On the aircraft’s previous flight, to the Indonesian capital, Jakarta, Lion Air pilots had narrowly avoided a crash. That flight was saved by a pilot in the cockpit jump seat: At the last minute, he recommended a procedure to recover from the nosedive that the Maneuvering Characteristics Augmentation System had put the aircraft into.
The pilots of Lion Air 610 were informed only that a “faulty” sensor had been replaced. Like the pilots on the flight to Jakarta, the Lion Air 610 crew was unaware of the existence of the MCAS, which had been installed to counteract the aircraft’s tendency to go into an aerodynamic stall, but unlike the other pilots, they didn’t engage the stabilizer trim cutoff switches to counteract the MCAS commands. They lost control.

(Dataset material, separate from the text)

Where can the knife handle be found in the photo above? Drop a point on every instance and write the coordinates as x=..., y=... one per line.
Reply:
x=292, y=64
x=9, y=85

March 10, 2019: Ethiopian Air Flight 302, a 737 Max that had been in service only for a year, slams into the ground at 575 mph just six minutes after takeoff. Despite frantic attempts by the pilots to bring the aircraft under control, the MCAS had put the aircraft into a fatal nosedive. The crash kills all on board. Three days later, despite pleas from Boeing, the Federal Aviation Administration grounds all 737 Max aircraft.
Lawsuits, reduced aircraft orders, falling investor confidence and traveler trepidation after these crashes could result in Boeing stock sinking faster than, well, the 737 Max. United Airlines announced just last week that the company was replacing its aging Boeing 757 fleet with the Airbus A321XLR.
Boeing has been lobbying hard to aviation industry leaders, flight attendant and pilot unions to try to bolster passenger confidence that the grounded 737 Max will safely return to service soon. Two days of meetings in Seattle last week were big on spin, but short on facts. Boeing allowed no media at the meetings, and no time frame for getting the 737 Max airborne. So much for transparency.
This campaign for consumer confidence was hoping to overshadow an Oct. 29 hearing by the Senate Commerce Committee. Boeing CEO Dennis Muilenburg withstood withering criticism like that of Sen. Richard Blumenthal, D-Conn., who was infuriated with not only Boeing, but the FAA as well. The senator fumed that his phone calls had not been returned, and that some documents the committee had requested had been redacted. He called the 737 Max a “flying coffin.”
These accidents didn’t have to happen. The 737 Max was hastily built by Boeing to compete with their competition’s more fuel-efficient Airbus NEO. To reduce airline training costs, the faulty MCAS system was not revealed. According to a 737 Max pilot, the maintenance manual (not the flight manual) was the only place MCAS was even mentioned. And then, only once.
The way Boeing and the FAA have responded to the two terrible tragedies of these 737 Max crashes, which resulted in 346 passengers and crew killed only three months apart, have left many to question the cozy relationship between Boeing and bureaucrats. There appears to have been a “regulatory capture” of government oversight, according to Ralph Nader, the godfather of corporate whistleblowers. Boeing’s spin doctors are working overtime, but can they fix it? Will the FAA ensure the aircraft is safe? Congress must work together to make sure the 737 Max is safe, and that the pilots are adequately trained before the 737 Max flies again. If ever.